おいしい果実は、球形で橙黄色に熟す集合果です。キイチゴの中でも最も美味しいとされ初夏の6月に熟します。上の3枚の写真の一番上の写真は、オレンジに実る前の姿。それが1ヶ月もせずに実ります。オレンジ色に輝く果実は、キイチゴの中でもモミジイチゴだけ。香り高く、甘さ控えめも酸味もほど良く、何よりも散策の中での、森の実りのつまみ食いは、森のグルメをいただくといったお得感と、しばしの休息と渇きをいやしてくれて「おいしい」の一言。集合化のひとつひとつの小核果は無毛。他の多くのキイチゴが有毛なことや粒粒の中の種も口触りもあってか、口に細かな毛も残らないモミジイチゴは、何の抵抗もなく食べられます。

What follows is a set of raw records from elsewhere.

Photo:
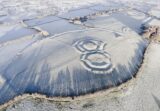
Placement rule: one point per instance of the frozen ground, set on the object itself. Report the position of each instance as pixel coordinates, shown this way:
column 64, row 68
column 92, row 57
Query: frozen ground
column 141, row 94
column 73, row 47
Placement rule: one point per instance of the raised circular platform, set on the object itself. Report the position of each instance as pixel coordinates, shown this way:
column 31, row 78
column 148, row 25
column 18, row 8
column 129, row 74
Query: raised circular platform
column 72, row 64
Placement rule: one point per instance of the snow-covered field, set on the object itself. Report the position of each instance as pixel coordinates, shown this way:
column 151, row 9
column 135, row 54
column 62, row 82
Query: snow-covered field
column 75, row 47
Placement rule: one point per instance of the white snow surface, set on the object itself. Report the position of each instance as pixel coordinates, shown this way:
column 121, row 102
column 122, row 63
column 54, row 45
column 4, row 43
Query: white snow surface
column 13, row 10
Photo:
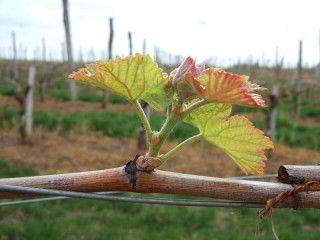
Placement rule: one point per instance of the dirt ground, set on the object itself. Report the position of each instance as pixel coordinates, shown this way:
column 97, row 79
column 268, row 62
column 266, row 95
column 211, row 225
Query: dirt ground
column 51, row 152
column 55, row 152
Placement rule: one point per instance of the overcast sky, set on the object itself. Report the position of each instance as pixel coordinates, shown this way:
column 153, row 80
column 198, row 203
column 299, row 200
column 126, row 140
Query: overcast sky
column 224, row 30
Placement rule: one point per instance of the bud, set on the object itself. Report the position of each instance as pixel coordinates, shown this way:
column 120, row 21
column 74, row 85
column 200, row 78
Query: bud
column 188, row 65
column 155, row 138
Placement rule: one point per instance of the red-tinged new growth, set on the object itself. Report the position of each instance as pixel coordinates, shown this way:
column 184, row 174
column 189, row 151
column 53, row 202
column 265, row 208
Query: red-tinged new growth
column 201, row 97
column 215, row 85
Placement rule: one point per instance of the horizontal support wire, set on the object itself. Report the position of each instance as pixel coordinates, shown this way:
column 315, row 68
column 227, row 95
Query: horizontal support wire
column 98, row 196
column 146, row 200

特に小鳥や小動物は、キイチゴ類の実は重要な食料とされているとのこと。でも大きな動物、熊も狙っています。マタギの語り伝えを見つけました。「イチゴ落し」と呼んでいる話は、ツキノワグマが繁殖期に入る初夏にモミジイチゴがオレンジ色に熟する頃、生後1歳半の子グマが夢中で食べている間に、親熊は子別れをするというのです。真美沢公園のモミジイチゴもそれを狙う小動物や野鳥、それに散策する人間も含めライバルが多そうです。書いているうちにまた食べたくなりました。次の休みにもまた歩いてみます。